Zwar räumt er ein, dass er mit den Aufgaben auf den letzten Drücker und vielleicht ein wenig zu knapp kalkuliert begonnen hatte. Um sich einen Platz im Davos-Camp zu sichern, reichte es aber doch. «Ich möchte dort vor allem Algorithmen lernen, die dann die Programmierung erleichtern und verkürzen», ist er schon jetzt voller Vorfreude. Selbstverständlich ist er aber auch gespannt darauf, wen er in Davos alles kennenlernen wird. Eine spannende Erfahrung wird es allemal werden, vor allem dann, wenn er sich wie die Hotelgäste in seinem Aufgabenbeispiel ein Zimmer mit Jugendlichen anderer Nationen teilen darf. «Ich bin in Englisch zwar nicht der Beste, aber zum unterhalten reicht es hoffentlich», ist der von den Naturwissenschaften begeisterte Schüler schon gespannt. In Davos selbst erwarten ihn innerhalb einer Woche jeweils vormittags Lektionen in Informatik, Nachmittage zur freien Gestaltung und an den Abenden Plauschwettbewerbe im Programmieren. Danach geht es schon bald in die zweite Runde der Schweizer Informatik-Olympiade. Hier werden die Teilnehmer für einmal ganz ohne PC, nur mit Zettel und Stift eine Aufgabe lösen müssen. «Dafür müssen wir alle nach Zürich und werden dann fünf Stunden Zeit haben.» Nochmals so viel Zeit erhalten danach alle, um am heimischen Computer eine weitere Aufgabe zu lösen. Die besten zwölf werden die dritte Runde erreichen, nach der die Medaillen verteilt werden. Die ersten vier Teilnehmer werden eine Goldmedaille erhalten und die Schweiz bei der Internationalen Olympiade in Informatik vertreten. Die Plätze 5 bis 8 werden mit einer Silbermedaille belohnt und zur zentraleuropäischen Olympiade geschickt. Die Teilnehmer mit den Rängen 9 bis 12 werden eine Bronzemedaille erhalten.

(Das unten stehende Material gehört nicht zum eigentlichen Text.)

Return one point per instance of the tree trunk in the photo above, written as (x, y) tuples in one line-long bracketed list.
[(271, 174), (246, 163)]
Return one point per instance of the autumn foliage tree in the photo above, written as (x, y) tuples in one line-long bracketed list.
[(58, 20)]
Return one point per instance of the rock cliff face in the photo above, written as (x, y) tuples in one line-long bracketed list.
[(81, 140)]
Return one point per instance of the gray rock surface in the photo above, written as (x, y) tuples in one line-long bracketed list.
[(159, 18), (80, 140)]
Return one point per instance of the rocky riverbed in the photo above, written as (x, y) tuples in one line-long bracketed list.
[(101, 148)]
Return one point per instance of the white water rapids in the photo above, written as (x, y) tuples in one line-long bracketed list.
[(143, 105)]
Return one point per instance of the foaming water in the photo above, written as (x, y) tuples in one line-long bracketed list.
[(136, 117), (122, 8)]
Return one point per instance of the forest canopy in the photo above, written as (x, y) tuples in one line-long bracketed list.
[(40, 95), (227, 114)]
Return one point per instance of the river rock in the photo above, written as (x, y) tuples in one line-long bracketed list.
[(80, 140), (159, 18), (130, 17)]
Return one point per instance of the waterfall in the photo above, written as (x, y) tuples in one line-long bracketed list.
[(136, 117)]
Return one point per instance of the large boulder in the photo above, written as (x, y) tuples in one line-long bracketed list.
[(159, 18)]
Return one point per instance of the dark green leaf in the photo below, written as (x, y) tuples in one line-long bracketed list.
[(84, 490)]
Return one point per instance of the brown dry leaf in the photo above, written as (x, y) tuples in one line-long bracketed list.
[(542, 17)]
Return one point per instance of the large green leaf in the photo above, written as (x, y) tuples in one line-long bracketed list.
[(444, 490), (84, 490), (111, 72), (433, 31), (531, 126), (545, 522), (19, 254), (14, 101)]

Hoffen auf die dritte Runde

Auch wenn Luke Stampfli natürlich am liebsten zu den Goldmedaillenträgern zählen würde, stützt er seine Hoffnungen doch ganz Programmierer-typisch auf eine Schritt-für-Schritt-Strategie: «Ich freue mich schon sehr, dass ich nach Davos darf und wäre sehr froh, wenn ich es in die dritte Runde schaffe.» Schliesslich ist ihm bewusst, dass es unter seinen Konkurrenten viele gibt, die schon mehrfach dabei waren und von ihren Erfahrungen profitieren können. Bleibt also abzuwarten, wie weit es der jüngste Teilnehmer dieses Jahres noch bringen wird. Sicher ist, dass dem vielseitig interessierten jungen Mann sicher nicht langweilig werden wird. Denn neben seinem Interesse am Programmieren begeistern ihn ebenso Phantasie-Computerspiele, Naturwissenschaften, Unihockey und sein Hund Boldi.